New triclinic oxide material Ta1-x-yTixCryO2.5-delta(x = 0.077,y = 0-0.053) was synthesized via an oxalate co-precipitation method and tested as a novel electrolyte for intermediate-temperature solid oxide fuel cells (IT-SOFCs). Structural, electrical, and thermal properties of tantalum-based electrolyte co-doping with Cr3+/Ti(4+)content were studied. X-ray powder diffraction showed that the crystal structure changed from orthorhombic to triclinic due to co-doped, and its high-temperature triclinic (pseudo-tetragonal) phase of tantalum pentoxide (H-Ta2O5) structure was stabilized to room temperature by doping. The crystalline phase facilitates the generation of more oxygen vacancies, which increases the electrical conductivity. The appearance of oxygen vacancies in the crystal with triclinic structure was confirmed with Raman spectroscopy and X-ray photoelectron spectroscopy. Scanning electron microscopy results exhibited the grain size decreases gradually with doping.
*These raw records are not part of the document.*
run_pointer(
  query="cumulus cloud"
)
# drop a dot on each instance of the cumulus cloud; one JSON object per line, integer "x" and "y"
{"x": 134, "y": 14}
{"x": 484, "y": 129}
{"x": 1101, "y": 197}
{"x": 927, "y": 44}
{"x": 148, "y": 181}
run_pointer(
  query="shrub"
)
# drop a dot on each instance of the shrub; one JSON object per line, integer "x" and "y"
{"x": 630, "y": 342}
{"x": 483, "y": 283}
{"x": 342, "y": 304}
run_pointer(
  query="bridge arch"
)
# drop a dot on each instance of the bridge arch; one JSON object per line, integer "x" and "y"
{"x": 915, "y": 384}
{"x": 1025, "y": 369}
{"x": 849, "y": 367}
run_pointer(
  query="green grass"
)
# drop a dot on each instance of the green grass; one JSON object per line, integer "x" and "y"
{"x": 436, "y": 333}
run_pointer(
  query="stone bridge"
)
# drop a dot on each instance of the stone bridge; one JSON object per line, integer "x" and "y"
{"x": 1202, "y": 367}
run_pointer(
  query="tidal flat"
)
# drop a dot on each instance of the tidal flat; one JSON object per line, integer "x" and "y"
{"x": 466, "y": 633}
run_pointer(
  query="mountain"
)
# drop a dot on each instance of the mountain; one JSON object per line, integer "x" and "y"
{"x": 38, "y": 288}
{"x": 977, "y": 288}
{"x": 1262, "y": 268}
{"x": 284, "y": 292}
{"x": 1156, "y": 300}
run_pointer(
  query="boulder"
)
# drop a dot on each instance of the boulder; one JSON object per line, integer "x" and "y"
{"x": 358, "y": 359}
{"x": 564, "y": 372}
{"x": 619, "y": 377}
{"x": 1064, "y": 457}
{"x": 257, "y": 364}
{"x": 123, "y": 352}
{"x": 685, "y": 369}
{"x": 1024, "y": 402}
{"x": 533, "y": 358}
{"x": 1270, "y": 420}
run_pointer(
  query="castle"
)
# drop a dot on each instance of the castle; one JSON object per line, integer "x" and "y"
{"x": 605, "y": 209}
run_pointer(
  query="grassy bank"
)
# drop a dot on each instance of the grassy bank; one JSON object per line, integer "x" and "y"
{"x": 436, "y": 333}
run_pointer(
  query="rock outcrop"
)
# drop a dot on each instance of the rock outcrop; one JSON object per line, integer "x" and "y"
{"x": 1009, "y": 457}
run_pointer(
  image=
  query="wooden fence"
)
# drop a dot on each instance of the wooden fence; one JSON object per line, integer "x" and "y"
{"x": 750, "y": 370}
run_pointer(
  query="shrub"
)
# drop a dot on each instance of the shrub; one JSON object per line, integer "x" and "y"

Impedance curves showed high total ionic conductivity (1.48 x 10(-1) S/cm at 700 degrees C) and low activation energy (E-a = 0.857 eV) for Ta0.9Ti0.067Cr0.033O2.5-delta. Thermal expansion coefficients (3.09 x 10(-6) K-1) for co-doped samples were much lower in comparison to other electrolytes. Based on the results reported in this work, Ta(1-x-y)Ti(x)Cr(y)O(2.5-delta)can be an excellent oxygen conductor and recommended as solid electrolytes for IT-SOFC applications.